Exhibition curator Stephen D. Allee, who has researched the artworks and translated their inscriptions and accompanying poems, says that many of the paintings are allegories of married life. A typical puzzle, or “rebus,” shows a couple — often depicted as a pair of mated birds — surrounded by emblems of long life and abundant (male) offspring. Lotus flowers, peach blossoms and spotted-neck doves all express longevity, while pairs of magpies embody happiness. (These meanings often rely on Chinese puns.)

Although apparently meant to flatter their recipients, the paintings may not all be so straightforward. Some of the poems, Allee notes, seem to offer ironic commentaries on the images. And one large piece, “Lotus and Ducks,” features two birds separated and perhaps glaring at each other. An inside joke, perhaps, or a candid representation of an uneasy union.

Many of the scholarly paintings are by Buddhist monks, notably Bada Shanren, a 17th-century prince who entered a monastery after a political reversal (and later returned to secular life). The exhibition includes his elegant paintings of a lotus, which is central to Buddhist iconography. Yet the artist puts something else in the center: nothing. This illustrates the belief that everything is emptiness, as taught by the Buddhist sect known to the Chinese as Chan (but better known in the West as Zen).

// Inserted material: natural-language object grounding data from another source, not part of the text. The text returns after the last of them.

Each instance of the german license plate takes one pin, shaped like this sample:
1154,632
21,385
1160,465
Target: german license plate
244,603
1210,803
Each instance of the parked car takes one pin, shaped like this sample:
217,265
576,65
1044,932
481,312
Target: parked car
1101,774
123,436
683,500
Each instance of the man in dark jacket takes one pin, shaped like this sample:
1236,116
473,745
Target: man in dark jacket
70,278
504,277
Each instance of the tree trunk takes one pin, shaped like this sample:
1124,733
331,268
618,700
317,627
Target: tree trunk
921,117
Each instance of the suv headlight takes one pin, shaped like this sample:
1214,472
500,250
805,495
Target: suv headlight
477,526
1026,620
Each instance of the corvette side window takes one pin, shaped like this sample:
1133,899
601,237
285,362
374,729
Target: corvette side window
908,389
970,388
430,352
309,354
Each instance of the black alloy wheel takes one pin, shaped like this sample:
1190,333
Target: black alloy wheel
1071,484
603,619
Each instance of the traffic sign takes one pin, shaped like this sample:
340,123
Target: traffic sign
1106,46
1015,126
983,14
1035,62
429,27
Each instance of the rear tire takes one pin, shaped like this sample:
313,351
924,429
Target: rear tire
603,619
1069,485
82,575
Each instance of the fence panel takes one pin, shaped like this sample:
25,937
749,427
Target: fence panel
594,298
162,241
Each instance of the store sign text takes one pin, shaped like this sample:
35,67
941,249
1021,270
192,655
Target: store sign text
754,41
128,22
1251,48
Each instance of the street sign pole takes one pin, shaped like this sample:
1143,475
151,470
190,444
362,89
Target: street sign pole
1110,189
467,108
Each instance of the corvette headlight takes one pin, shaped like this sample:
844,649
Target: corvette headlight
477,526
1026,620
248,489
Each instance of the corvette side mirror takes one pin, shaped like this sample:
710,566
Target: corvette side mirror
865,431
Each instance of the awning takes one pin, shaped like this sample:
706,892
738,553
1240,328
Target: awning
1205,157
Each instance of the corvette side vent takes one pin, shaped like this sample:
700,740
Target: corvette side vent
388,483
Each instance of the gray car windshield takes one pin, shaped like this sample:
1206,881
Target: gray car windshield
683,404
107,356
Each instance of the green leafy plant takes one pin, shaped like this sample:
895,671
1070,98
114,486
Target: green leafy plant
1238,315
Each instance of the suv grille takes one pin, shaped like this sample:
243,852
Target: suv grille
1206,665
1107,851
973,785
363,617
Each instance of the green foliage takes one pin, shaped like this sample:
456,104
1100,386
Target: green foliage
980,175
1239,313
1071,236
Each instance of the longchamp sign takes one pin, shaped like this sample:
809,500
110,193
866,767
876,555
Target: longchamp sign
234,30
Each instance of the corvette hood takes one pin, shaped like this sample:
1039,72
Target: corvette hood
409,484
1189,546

Religious austerity and domestic propriety aside, the most striking of these works are quite sensuous. That includes the most ornate piece, Gu Luo’s 1828 “Vegetables and Fruits,” which illustrates about 35 varieties of brightly hued edibles on gold-flecked paper. Xu Wei’s painting of a peony, from a 16th-century scroll titled “Twelve Flowers and Poems,” is no less delectable — even though it’s monochromatic. The brushwork is so fluid that the ink still seems liquid, frozen in mid-flow rather than allowed to dry. The peony symbolizes wealth and honor, but this particular image doesn’t need any back story. Its shimmering form is a poem in itself.